Annual Leave Carry Over and Sickness Absence

By Gary Smith

Partner

Are employers required to allow an employee to carry over all their annual leave to the next holiday year if they are unable to take it due to sickness absence? 

According the recent case of TSN v Hyvinvointialan (a Finnish case) the answer is no.

The Working Time Directive states that full-time employees should get a minimum of four weeks annual leave per year. UK law provides a more generous minimum annual leave allowance of 5.6 weeks (28 days including bank holidays).

In two combined cases, the Court of Justice of the European Union (CJEU) held that any holiday in excess of the four weeks provided for in the Working Time Directive does not have to be carried over.

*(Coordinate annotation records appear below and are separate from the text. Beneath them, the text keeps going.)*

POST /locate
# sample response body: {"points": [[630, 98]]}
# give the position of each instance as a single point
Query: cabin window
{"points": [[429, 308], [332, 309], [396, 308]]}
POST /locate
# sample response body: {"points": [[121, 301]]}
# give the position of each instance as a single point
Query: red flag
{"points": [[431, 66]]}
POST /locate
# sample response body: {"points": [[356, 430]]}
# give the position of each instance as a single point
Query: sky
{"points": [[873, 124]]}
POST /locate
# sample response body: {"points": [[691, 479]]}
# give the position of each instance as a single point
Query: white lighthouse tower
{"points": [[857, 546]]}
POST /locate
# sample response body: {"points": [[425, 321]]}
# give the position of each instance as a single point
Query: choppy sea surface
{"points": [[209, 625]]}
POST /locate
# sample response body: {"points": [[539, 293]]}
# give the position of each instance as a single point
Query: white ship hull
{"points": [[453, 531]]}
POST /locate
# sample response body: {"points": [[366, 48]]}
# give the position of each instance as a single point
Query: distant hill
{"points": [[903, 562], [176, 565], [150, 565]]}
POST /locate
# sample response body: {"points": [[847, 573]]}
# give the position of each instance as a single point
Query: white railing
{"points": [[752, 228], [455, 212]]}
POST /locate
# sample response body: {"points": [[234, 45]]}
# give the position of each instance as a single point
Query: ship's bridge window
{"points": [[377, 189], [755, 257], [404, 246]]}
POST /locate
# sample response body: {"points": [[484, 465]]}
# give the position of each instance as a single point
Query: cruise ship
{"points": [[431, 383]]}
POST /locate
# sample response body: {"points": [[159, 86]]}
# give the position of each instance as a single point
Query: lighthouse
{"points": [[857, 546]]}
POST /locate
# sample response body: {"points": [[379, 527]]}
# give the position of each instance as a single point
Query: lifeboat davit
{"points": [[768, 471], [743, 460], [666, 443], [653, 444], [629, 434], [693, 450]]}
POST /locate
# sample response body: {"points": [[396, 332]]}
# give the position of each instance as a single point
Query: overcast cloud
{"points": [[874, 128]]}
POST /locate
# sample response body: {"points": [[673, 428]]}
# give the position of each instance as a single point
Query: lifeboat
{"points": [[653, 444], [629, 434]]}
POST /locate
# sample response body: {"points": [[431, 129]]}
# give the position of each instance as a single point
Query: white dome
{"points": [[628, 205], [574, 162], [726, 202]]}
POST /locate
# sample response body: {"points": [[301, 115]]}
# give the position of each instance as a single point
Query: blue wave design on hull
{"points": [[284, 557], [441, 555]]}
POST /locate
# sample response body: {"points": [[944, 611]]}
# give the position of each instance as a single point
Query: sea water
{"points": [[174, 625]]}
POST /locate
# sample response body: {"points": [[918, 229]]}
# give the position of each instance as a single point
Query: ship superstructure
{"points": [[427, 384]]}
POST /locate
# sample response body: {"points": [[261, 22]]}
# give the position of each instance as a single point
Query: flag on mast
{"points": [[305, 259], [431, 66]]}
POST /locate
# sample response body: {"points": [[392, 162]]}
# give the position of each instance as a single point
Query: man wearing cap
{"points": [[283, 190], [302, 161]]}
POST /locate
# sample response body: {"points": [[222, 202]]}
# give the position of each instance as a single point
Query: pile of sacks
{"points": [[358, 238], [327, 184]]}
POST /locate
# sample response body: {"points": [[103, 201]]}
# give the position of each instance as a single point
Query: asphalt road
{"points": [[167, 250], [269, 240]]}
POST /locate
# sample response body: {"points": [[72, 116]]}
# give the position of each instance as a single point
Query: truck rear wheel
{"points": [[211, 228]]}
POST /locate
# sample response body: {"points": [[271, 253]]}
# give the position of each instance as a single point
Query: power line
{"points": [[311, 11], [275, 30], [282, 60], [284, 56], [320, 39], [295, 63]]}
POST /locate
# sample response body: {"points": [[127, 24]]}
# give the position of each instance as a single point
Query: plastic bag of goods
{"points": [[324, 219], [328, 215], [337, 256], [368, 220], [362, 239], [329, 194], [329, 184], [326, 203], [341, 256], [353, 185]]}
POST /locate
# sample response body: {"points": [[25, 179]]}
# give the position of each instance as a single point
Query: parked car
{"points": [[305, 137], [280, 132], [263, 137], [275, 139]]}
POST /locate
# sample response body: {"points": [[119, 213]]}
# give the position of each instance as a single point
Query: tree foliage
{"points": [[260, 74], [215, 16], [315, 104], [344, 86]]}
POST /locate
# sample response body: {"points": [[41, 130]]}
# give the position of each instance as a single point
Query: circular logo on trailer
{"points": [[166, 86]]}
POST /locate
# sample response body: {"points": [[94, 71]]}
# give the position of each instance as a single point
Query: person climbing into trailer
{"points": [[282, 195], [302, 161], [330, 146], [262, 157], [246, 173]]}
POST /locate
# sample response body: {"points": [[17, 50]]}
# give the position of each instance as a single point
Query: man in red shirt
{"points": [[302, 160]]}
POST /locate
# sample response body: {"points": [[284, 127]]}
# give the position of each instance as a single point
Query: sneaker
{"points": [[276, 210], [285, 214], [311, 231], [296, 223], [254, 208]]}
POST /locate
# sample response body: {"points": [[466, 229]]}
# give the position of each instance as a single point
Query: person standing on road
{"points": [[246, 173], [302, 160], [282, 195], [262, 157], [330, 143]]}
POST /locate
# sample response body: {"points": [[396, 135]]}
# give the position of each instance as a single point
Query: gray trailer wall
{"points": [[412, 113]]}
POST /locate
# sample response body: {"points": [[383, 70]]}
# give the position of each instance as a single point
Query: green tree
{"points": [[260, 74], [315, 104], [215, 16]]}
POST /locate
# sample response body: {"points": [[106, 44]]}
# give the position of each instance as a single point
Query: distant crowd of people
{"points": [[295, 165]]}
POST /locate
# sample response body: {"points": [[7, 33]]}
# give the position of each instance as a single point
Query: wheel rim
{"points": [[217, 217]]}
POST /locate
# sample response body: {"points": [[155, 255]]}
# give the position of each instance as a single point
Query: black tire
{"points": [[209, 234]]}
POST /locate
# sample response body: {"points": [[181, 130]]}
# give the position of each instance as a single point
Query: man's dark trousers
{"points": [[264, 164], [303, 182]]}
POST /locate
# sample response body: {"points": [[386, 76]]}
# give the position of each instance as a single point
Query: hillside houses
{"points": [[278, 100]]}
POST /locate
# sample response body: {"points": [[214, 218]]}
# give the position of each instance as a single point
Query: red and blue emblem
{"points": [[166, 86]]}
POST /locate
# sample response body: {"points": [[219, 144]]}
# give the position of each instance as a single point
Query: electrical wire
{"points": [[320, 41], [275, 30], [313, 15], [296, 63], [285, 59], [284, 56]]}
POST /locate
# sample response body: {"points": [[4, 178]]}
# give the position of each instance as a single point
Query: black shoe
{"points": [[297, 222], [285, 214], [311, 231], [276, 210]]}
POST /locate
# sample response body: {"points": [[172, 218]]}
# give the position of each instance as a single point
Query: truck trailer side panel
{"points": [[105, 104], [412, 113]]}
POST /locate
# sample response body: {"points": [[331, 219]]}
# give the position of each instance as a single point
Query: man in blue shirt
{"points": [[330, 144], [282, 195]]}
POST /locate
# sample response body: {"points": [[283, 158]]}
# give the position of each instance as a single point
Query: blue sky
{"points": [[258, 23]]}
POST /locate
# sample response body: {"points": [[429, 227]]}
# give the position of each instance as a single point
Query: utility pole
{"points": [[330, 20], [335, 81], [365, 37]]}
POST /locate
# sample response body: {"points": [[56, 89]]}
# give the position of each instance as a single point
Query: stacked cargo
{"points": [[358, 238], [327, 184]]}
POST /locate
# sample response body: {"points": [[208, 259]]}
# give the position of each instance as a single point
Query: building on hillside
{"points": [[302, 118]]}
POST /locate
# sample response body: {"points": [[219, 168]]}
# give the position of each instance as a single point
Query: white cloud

In these two cases one was entitled to five weeks and the other seven weeks based on Finnish law and collective agreements and both employees were unable to take their annual leave due to sickness absence.

The CJEU considered whether national rules preventing carry over of more than four weeks leave were permissible.

They stated: “In such a situation, the rights to paid annual leave thus granted beyond the minimum required by [the Working Time Directive] are governed not by that directive, but by national law, outside the regime established by that directive…In the light of the foregoing considerations, the answer is that [the Working Time Directive] must be interpreted as not precluding national rules or collective agreements which provide for the granting of days of paid annual leave which exceed the minimum period of 4 weeks…and yet exclude the carrying over of those days of leave on the grounds of illness.”

This confirms that unless there is a contractual obligation, UK employers do not have to allow employees to carry over more than the four weeks allowed under the Working Time Directive and employees will lose the extra 1.6 weeks.